Pütz RalfPlötzliche Todesfälle sind schwer zu begreifen. Oft stehen Angehörige unter Schock, wollen und sollten besser nicht alleine sein. In solchen Fällen können Ärzte und Rettungskräfte Notfallseelsorger hinzuziehen. Menschen wie Ralf Pütz.
Meist ist es am Abend oder in den frühen Morgenstunden, wenn während seiner Bereitschaftszeiten das Handy klingelt. Dann setzt Ralf Pütz sich ins Auto und wappnet sich für das, was ihn erwartet. Ein Unfall, ein Suizid, ein Herzinfarkt oder Schlaganfall. Auf den Fahrten betet der gläubige Christ: „Auf dem Hinweg bitte ich um Schutz und Hilfe, auf der Rückfahrt danke ich.“ Wenn Angehörige das wünschen, betet er auch mit ihnen – unabhängig davon, welcher Religion sie angehören. Aber nur, wenn sie es wünschen.
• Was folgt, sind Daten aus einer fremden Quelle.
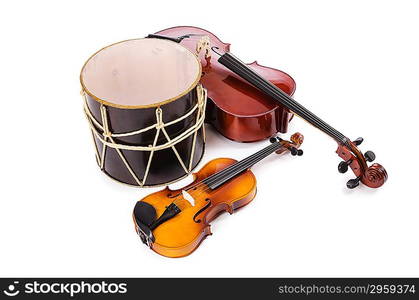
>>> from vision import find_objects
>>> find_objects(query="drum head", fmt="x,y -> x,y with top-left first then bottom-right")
80,38 -> 201,108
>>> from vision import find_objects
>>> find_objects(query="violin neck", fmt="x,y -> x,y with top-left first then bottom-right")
218,52 -> 348,144
202,141 -> 282,190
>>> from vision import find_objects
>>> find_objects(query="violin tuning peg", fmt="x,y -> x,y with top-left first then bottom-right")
338,160 -> 352,174
352,137 -> 364,146
364,151 -> 375,162
346,177 -> 361,189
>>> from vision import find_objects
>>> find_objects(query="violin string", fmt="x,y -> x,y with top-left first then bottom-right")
226,54 -> 344,138
220,54 -> 345,142
172,142 -> 282,210
176,35 -> 346,143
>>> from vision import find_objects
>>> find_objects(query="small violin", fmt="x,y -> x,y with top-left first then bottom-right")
149,26 -> 388,189
133,133 -> 303,257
Erstmal kommt er an, kondoliert, stellt sich vor. Redet und hört zu. „Am wichtigsten finde ich es, keine klugen Ratschläge zu geben“, betont er. „Das kann in so einem Moment niemand gebrauchen.“ Besser, gemeinsam auszuhalten, wenn Worte fehlen. Mit den Angehörigen zusammen Lichtblicke zu finden, die nächsten Schritte klar zu bekommen. Und so lange zu bleiben, wie er gebraucht wird. Ein weiteres Mal kommt Ralf Pütz nicht. Bei Bedarf verweist er an Einrichtungen und Ansprechpartner.
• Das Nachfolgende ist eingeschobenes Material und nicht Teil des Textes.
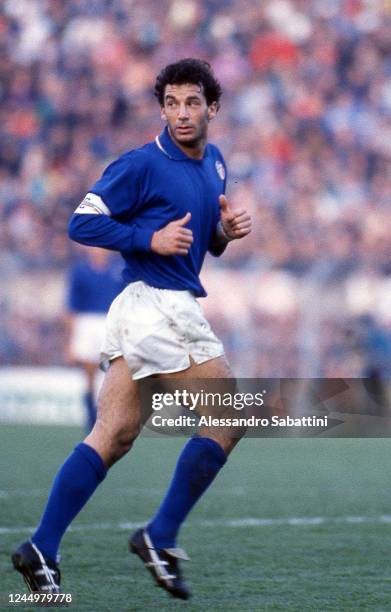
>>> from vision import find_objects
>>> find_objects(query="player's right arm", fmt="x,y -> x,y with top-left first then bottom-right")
68,154 -> 193,256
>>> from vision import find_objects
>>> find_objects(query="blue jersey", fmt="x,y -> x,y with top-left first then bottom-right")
69,128 -> 226,296
67,259 -> 125,314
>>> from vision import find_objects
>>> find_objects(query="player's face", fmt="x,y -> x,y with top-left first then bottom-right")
161,83 -> 217,149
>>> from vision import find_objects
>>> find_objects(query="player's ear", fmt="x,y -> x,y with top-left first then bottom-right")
208,102 -> 219,121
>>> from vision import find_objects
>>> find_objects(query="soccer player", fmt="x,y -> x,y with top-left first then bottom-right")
13,59 -> 251,599
66,247 -> 125,432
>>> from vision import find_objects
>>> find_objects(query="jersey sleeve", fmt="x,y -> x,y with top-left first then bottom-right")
68,152 -> 153,253
90,151 -> 144,218
65,266 -> 80,313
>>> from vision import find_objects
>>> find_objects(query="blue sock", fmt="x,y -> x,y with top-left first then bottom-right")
83,391 -> 96,432
31,442 -> 107,560
147,437 -> 226,548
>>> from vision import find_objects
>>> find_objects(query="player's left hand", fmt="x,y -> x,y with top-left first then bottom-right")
219,195 -> 251,240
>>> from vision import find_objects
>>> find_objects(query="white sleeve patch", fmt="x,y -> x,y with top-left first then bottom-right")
75,193 -> 111,217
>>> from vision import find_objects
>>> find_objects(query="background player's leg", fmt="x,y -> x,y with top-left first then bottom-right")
147,357 -> 239,548
32,358 -> 140,560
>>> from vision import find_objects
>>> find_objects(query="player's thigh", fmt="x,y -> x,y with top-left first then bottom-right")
85,357 -> 148,458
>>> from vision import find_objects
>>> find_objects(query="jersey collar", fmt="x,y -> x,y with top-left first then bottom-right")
155,126 -> 207,161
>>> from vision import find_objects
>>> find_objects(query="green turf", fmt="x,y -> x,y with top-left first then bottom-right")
0,425 -> 391,612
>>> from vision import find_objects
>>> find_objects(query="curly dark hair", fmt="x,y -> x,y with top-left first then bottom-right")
154,57 -> 222,107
Ein herausforderndes Engagement zwischen Mitfühlen und Selbstschutz. Damit das gelingt, hat Ralf Pütz eine mehrwöchige Ausbildung absolviert. Hierbei hat ihm einer der Referent ein griffiges Bild mitgegeben: „Ich lege mir selber einen imaginären Hula-Hoop-Reifen an, um den nötigen Abstand zu halten“, sagt der 57-Jährige, der sich außerdem in der Trauer- und Sterbebegleitung engagiert. „Ich fühle mit, aber ich leide nicht mit.“ Eine Haltung, mit der sich schwierige Momente gut meistern lassen. Was außerdem unterstützt: Austausch mit anderen Notfallseelsorgern, regelmäßige Supervision und der Rückhalt von engagierten und kompetenten Hauptamtlichen seines Trägers: der katholischen und evangelischen Kirche in Oberberg.
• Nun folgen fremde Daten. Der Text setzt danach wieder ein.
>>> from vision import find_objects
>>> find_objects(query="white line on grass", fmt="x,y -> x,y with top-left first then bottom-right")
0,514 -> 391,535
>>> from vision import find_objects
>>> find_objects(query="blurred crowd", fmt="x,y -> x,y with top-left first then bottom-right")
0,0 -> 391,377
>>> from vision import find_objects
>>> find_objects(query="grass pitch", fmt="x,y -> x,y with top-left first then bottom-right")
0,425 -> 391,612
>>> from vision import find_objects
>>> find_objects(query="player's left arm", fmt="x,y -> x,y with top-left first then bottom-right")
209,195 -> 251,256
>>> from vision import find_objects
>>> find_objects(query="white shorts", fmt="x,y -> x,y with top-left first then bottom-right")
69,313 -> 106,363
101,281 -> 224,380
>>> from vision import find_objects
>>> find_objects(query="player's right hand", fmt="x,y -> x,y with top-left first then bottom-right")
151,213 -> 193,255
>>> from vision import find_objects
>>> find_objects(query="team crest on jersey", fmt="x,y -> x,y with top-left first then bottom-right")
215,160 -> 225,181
Und in Zeiten der Pandemie? Hat sich natürlich auch dieses Ehrenamt verändert. Vom Oberbergischen Kreis gab es eine Verordnung für hygienegemäßes Verhalten sowie Schutzkleidung. „Außerdem hat man sich erkundigt, ob wir trotz Corona weitermachen“, erinnert sich Ralf Pütz. Eine Frage, die sich für ihn nicht gestellt hat.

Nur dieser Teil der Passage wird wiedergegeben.